You are viewing a plain text version of this content. The canonical link for it is here.

Posted to user@gora.apache.org by Furkan KAMACI <fu...@gmail.com> on 2015/03/27 18:14:01 UTC

Spark Backend Support for Gora Proposal (GORA-386)

Hi All,

I've submitted a proposal for GORA-386, Spark Backend Support.

You already know that Apache Gora open source framework provides an
in-memory data model and persistence for big data. Gora supports persisting
to column stores, key value stores, document stores and RDBMSs, and
analyzing the data with extensive Apache Hadoop MapReduce support.

On the other hand, Spark is an Apache project advertised as “lightning fast
cluster computing”. It has a thriving open-source community and is the most
active Apache project at the moment.

There is already an existing Map/Reduce support for Apache Gora. However
there is not a generic abstraction layer which allows using some other
replacements instead of that.

At my proposal, I aim to create an abstraction layer and support Spark as a
backend. My goal includes Gora Input Format to RDD Transformation, Generic
Abstraction Layer Backend and Data Storage via newly developed
GoraInputmap. Due to Gora will have an architectural change; I planned to
test its functionality with new architecture.

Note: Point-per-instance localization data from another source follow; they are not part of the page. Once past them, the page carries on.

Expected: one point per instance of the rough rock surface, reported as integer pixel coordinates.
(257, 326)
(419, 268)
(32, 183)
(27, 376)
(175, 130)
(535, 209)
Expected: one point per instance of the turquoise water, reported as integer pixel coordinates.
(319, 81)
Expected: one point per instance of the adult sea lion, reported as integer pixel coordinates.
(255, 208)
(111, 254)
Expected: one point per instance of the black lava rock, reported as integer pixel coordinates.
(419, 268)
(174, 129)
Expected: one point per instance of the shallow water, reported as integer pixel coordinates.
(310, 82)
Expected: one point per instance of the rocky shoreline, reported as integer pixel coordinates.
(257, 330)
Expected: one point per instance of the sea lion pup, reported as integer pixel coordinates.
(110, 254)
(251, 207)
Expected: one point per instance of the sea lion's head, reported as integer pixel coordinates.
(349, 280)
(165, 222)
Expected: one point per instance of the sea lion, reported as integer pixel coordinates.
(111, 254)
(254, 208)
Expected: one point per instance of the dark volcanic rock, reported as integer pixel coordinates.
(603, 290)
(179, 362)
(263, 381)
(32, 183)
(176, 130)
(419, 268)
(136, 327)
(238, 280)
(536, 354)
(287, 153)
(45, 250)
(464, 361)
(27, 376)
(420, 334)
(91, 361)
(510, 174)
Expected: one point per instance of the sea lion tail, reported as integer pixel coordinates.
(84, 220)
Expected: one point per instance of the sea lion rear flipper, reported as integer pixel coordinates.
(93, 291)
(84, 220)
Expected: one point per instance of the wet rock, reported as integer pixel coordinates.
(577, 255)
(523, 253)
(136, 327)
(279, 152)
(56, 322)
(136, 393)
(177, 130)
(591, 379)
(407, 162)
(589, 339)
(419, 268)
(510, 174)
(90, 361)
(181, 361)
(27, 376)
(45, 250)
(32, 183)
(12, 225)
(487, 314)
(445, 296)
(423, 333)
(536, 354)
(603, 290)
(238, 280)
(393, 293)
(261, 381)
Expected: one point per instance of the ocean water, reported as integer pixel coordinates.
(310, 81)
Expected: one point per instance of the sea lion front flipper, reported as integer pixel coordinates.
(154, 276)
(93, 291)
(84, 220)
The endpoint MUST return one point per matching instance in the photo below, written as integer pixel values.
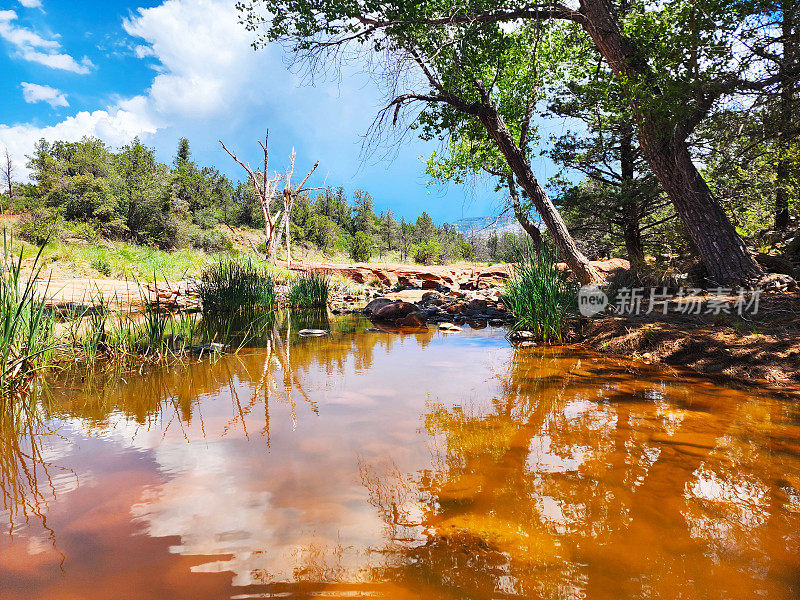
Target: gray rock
(312, 332)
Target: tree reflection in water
(562, 475)
(592, 484)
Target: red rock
(412, 320)
(393, 311)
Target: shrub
(426, 253)
(309, 290)
(539, 295)
(27, 333)
(41, 226)
(235, 286)
(361, 248)
(102, 266)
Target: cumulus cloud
(209, 83)
(32, 47)
(33, 92)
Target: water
(416, 465)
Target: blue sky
(162, 70)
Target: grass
(124, 261)
(539, 295)
(27, 337)
(309, 290)
(235, 286)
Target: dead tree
(266, 190)
(289, 196)
(8, 175)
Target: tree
(674, 61)
(620, 200)
(266, 191)
(183, 153)
(388, 227)
(8, 175)
(462, 77)
(143, 186)
(361, 250)
(405, 236)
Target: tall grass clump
(539, 295)
(27, 337)
(231, 286)
(309, 290)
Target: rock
(376, 304)
(777, 282)
(455, 309)
(394, 310)
(208, 348)
(312, 332)
(522, 335)
(774, 264)
(475, 306)
(411, 320)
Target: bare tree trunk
(721, 249)
(631, 231)
(8, 175)
(519, 165)
(786, 110)
(531, 229)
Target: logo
(591, 300)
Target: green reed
(539, 295)
(309, 290)
(235, 287)
(27, 337)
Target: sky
(185, 68)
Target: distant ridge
(484, 226)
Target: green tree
(676, 62)
(361, 249)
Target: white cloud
(32, 47)
(208, 84)
(33, 92)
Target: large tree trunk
(786, 122)
(631, 231)
(721, 249)
(530, 228)
(518, 163)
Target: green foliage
(361, 248)
(426, 253)
(41, 226)
(539, 296)
(309, 290)
(26, 326)
(232, 286)
(102, 266)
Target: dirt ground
(760, 350)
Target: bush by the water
(235, 286)
(26, 327)
(539, 295)
(309, 290)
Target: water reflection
(410, 465)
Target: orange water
(420, 465)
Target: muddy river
(368, 464)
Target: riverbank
(761, 349)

I also have some other plans if I can finish my proposal earlier. I want to
try to test the ability of mapping Hadoop style Map/Reduce stuff into Spark
style. There are some interesting articles about it, i.e.: [1]

Kind Regards,
Furkan KAMACI

[1]
http://blog.cloudera.com/blog/2014/09/how-to-translate-from-mapreduce-to-apache-spark/

Re: Spark Backend Support for Gora Proposal (GORA-386)

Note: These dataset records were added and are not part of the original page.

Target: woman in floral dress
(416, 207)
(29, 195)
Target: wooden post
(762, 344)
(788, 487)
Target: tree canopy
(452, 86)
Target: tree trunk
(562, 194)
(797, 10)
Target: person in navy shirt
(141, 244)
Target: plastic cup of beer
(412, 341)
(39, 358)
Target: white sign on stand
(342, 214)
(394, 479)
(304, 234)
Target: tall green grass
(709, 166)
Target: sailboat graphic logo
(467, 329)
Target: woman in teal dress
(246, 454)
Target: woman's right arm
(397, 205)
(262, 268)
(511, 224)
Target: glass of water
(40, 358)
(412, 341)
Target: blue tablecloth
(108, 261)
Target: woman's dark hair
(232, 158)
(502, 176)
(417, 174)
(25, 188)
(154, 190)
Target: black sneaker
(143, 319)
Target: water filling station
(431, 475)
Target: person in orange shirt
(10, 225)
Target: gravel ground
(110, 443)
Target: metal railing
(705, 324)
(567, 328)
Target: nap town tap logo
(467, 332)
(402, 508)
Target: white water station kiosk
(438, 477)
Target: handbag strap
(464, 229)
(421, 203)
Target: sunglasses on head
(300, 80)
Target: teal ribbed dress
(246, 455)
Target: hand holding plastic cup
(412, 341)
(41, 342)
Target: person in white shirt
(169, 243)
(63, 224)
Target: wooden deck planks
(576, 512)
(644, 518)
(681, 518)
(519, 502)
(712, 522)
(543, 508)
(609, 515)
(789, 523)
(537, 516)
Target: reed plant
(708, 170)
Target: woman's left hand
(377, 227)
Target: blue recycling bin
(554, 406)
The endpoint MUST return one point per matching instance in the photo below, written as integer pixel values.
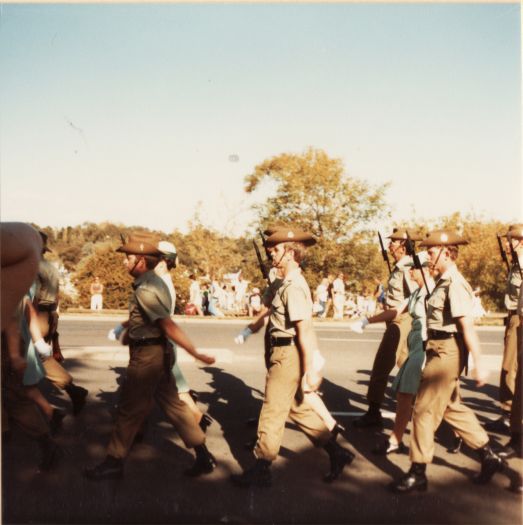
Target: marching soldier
(393, 346)
(507, 378)
(514, 448)
(290, 366)
(149, 372)
(46, 305)
(451, 336)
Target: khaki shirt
(292, 302)
(270, 291)
(149, 302)
(451, 298)
(48, 283)
(513, 287)
(399, 286)
(520, 302)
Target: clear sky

Posted by Lewis John Mcgibbney <le...@gmail.com>.

W00T!!!

On Fri, Mar 27, 2015 at 10:14 AM, Furkan KAMACI <fu...@gmail.com>
wrote:

> Hi All,
>
> I've submitted a proposal for GORA-386, Spark Backend Support.
>
> You already know that Apache Gora open source framework provides an
> in-memory data model and persistence for big data. Gora supports persisting
> to column stores, key value stores, document stores and RDBMSs, and
> analyzing the data with extensive Apache Hadoop MapReduce support.
>
> On the other hand, Spark is an Apache project advertised as “lightning
> fast cluster computing”. It has a thriving open-source community and is the
> most active Apache project at the moment.
>
> There is already an existing Map/Reduce support for Apache Gora. However
> there is not a generic abstraction layer which allows using some other
> replacements instead of that.
>
> At my proposal, I aim to create an abstraction layer and support Spark as
> a backend. My goal includes Gora Input Format to RDD
> Transformation, Generic Abstraction Layer Backend and Data Storage via
> newly developed GoraInputmap. Due to Gora will have an architectural
> change; I planned to test its functionality with new architecture.
>
> I also have some other plans if I can finish my proposal earlier. I want
> to try to test the ability of mapping Hadoop style Map/Reduce stuff into
> Spark style. There are some interesting articles about it, i.e.: [1]
>
> Kind Regards,
> Furkan KAMACI
>
> [1]
> http://blog.cloudera.com/blog/2014/09/how-to-translate-from-mapreduce-to-apache-spark/
>



-- 
*Lewis*